We have recently validated the ability of vis-DRS technology to measure liver tissue saturation and reached a goodness-of-fit (R²) of .76, compared to hepatic venous blood gas analysis.⁴ The current data highlight the short delay between changes in oxygen delivery and tissue saturation (Figure 4). The time delay is at least in part due to measurement time of the vis-DRS instrument, which requires 3–6 s per value, depending on the number of iterations set for the Monte Carlo model. After cessation of circulation (euthanasia), vis-DRS values decreased to near zero, accurately reflecting the lack of oxygenated hemoglobin (Figure 4b). One shortcoming of the method may be the small penetration depth of 1–2 mm below the probe,¹⁵ which in the current study limited investigation to the liver surface and may not have fully represented oxygen delivery to the entire organ. On the other hand, liver tissue directly below the surface is homogenous, and results are not likely to be confounded by larger blood vessels. We are developing a vis-DRS needle probe that can be inserted deeper into the liver tissue and will allow more permanent measurements as well as a comparison between S_tO₂ at different depth.

This feature is different from NIRS, which has been used for more than a decade as a bedside and intraoperative monitor of tissue oxygenation, and which has a penetration depth of 1–4 cm, depending on probe size and tissue.¹⁶ In an in vivo piglet model, Skowno et al found a decrease in surface liver NIRS saturations (neonatal Foresight NIRS probe, source-detector separation 25 mm) of ~15% during 50% reduction in hepatic artery flow, and a decrease during complete occlusion of ~30% for animals 15–20 kg and ~20% for animals 5–7 kg.³ Total hepatic ischemia decreased NIRS values by 80–90%.³ No blood gas values were obtained for validation, but the decrease in tissue saturation was roughly comparable to our observations (Figure 1). Since the authors reported only changes in saturation, not absolute values, a closer comparison of the techniques was not possible. Interestingly, despite the greater penetration depth transcutaneous NIRS values (Foresight NIRS probe, source-detector separation 10 & 40 mm and 15 & 55 mm) did not correlate with the values obtained on the liver surface.³ This discrepancy was also observed in other studies: In a porcine endotoxemic shock model, transcutaneous NIRS (NIRO-300, Hamamatsu Photonics) correlated well with systemic perfusion parameters, but there was no clear correlation with the liver surface NIRS.¹⁷ In patients undergoing cardiac catheterization, transcutaneous hepatic NIRS values (INVOS 5100C, Somanetics) correlated well with the cardiac output (R = .808; p = .0047) but not with the directly measured hepatic venous saturation (R = −.035; p = .9238). ¹⁸ Even in young children with a short distance between skin and palpable liver surface, the correlation between transcutaneous NIRS and directly measured hepatic venous saturation was poor.¹⁹ Considering that transcutaneous NIRS values in these studies reflected the oxygen saturation of the tissues overlying the liver rather than of the liver itself, the penetration depth of near-infrared light into the highly pigmented liver tissue remains unclear.

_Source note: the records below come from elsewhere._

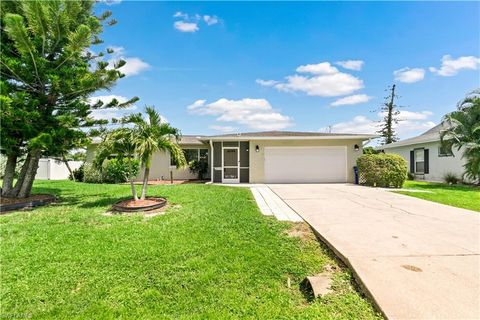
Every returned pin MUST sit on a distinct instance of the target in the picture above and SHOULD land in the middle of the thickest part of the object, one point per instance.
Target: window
(419, 161)
(192, 154)
(445, 150)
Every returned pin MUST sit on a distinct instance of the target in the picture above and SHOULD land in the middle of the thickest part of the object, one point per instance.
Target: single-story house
(427, 158)
(265, 157)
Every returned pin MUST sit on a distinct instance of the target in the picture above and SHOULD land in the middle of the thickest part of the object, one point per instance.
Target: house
(265, 157)
(427, 158)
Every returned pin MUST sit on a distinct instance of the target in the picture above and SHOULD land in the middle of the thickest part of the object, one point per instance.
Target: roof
(288, 135)
(185, 139)
(267, 135)
(430, 135)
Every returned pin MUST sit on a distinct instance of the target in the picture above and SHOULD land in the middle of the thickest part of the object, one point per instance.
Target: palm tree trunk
(21, 177)
(26, 187)
(68, 166)
(130, 177)
(9, 173)
(145, 182)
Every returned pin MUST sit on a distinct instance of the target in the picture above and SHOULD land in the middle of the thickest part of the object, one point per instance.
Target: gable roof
(430, 135)
(297, 135)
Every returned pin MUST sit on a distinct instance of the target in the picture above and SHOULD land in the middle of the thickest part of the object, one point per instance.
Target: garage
(305, 164)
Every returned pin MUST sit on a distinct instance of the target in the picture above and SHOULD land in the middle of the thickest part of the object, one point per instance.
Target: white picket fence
(53, 169)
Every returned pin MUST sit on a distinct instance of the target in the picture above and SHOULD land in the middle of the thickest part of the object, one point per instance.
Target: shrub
(382, 170)
(116, 170)
(198, 167)
(92, 174)
(78, 174)
(450, 178)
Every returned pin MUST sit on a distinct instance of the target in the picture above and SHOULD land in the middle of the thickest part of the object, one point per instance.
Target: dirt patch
(301, 230)
(146, 214)
(4, 200)
(411, 268)
(130, 203)
(167, 182)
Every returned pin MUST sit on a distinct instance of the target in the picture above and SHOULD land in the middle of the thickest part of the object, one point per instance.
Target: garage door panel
(305, 164)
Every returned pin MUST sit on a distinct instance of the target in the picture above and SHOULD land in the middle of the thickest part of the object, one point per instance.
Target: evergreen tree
(47, 74)
(463, 132)
(390, 118)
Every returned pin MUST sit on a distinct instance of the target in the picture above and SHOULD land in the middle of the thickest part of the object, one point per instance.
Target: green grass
(462, 196)
(211, 256)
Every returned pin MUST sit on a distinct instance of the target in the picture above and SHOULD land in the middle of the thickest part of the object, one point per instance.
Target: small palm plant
(463, 132)
(151, 135)
(119, 142)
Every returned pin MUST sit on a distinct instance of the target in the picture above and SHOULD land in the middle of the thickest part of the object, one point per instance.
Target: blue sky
(215, 67)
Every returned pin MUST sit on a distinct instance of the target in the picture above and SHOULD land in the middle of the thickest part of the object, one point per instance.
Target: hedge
(382, 170)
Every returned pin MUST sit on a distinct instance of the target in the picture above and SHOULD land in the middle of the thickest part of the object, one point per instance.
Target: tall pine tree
(48, 71)
(390, 118)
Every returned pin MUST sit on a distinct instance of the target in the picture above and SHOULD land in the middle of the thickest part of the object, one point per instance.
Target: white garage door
(305, 164)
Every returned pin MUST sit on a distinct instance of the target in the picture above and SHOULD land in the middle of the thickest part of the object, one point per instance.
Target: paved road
(417, 259)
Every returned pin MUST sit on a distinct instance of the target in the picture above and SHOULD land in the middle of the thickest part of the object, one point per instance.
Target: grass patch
(461, 196)
(211, 255)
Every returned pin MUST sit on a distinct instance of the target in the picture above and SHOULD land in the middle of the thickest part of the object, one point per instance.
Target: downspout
(211, 161)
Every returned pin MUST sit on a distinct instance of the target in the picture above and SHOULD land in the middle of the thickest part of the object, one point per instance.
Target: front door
(231, 167)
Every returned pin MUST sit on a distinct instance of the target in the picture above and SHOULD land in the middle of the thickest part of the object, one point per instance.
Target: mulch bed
(130, 205)
(10, 204)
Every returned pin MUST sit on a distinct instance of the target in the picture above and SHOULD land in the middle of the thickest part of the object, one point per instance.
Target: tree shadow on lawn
(69, 198)
(444, 187)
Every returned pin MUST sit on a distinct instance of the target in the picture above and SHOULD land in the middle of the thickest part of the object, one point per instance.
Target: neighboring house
(265, 157)
(427, 158)
(53, 169)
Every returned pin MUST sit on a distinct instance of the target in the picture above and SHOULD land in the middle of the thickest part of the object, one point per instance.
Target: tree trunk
(68, 166)
(9, 174)
(145, 182)
(21, 177)
(26, 187)
(130, 177)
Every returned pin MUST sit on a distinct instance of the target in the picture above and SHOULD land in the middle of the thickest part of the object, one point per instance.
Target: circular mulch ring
(149, 204)
(36, 200)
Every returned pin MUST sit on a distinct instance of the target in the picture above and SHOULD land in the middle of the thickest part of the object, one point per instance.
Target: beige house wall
(438, 165)
(160, 168)
(257, 159)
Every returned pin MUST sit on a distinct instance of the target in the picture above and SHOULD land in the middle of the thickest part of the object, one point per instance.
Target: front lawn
(462, 196)
(212, 255)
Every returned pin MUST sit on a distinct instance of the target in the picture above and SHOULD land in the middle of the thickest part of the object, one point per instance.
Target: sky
(223, 67)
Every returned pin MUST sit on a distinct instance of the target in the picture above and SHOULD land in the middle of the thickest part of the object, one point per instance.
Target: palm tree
(463, 132)
(119, 142)
(151, 135)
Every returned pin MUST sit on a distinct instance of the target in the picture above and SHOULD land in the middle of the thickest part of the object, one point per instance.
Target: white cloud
(190, 23)
(323, 80)
(109, 113)
(183, 26)
(354, 99)
(224, 129)
(210, 20)
(411, 123)
(111, 2)
(408, 75)
(266, 83)
(330, 85)
(351, 64)
(133, 66)
(180, 14)
(451, 67)
(256, 114)
(319, 68)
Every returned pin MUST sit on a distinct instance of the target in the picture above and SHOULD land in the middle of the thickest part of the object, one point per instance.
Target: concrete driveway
(416, 259)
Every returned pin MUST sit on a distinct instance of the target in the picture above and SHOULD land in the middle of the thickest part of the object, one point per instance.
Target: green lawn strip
(211, 255)
(461, 196)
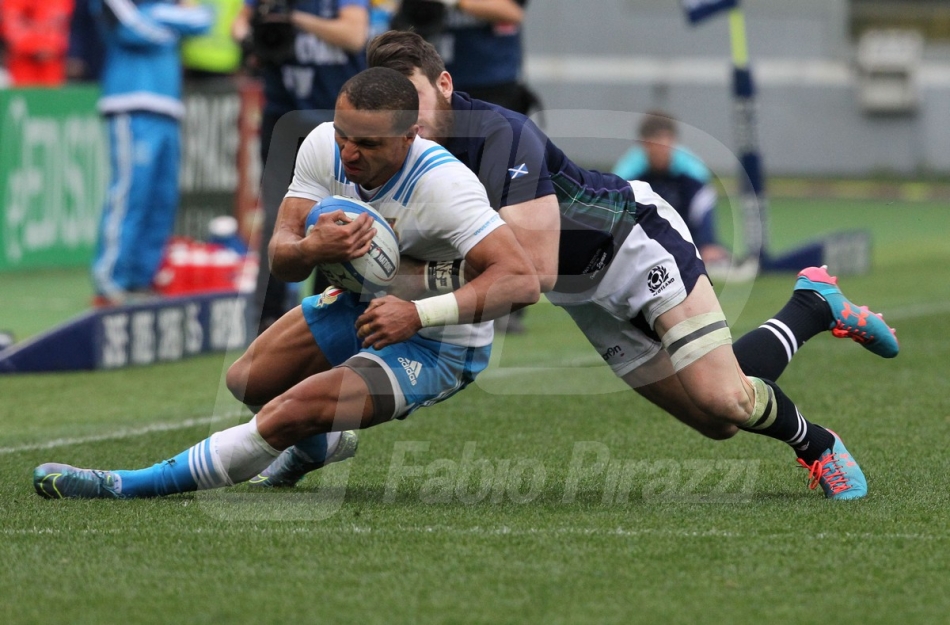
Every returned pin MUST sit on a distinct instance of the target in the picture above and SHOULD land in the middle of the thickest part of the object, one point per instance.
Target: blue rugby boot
(837, 472)
(290, 466)
(61, 481)
(854, 322)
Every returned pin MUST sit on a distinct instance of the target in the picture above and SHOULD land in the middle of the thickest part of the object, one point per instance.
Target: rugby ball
(371, 273)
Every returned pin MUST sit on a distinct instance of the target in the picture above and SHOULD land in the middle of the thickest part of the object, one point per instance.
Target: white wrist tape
(441, 310)
(444, 276)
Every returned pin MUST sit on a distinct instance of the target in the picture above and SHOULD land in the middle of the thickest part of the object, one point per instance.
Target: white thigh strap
(690, 340)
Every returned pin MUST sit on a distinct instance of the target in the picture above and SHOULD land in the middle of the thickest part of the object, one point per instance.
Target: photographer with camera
(480, 41)
(305, 50)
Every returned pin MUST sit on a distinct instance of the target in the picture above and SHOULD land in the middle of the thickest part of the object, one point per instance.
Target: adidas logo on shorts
(413, 369)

The direct measurement of tissue oxygenation through spectrometry may be more specific for oxygen delivery than determination of the LPR as a marker for anaerobic metabolism with intrahepatic microdialysis. While Haugaa et al. determined that a lactate level >3 mM and LPR >20 were highly predictive for post-transplant hepatic artery thrombosis,²⁰ these cut-off values were not sufficient to diagnose or rule out hepatic artery thrombosis in an observational follow-up study, possibly due to dependence of these values on the blood glucose level.²¹ The predictive value of vis-DRS measurements in the clinical arena where other determinants of oxygen delivery are more variable than in our experimental setting remains to be determined.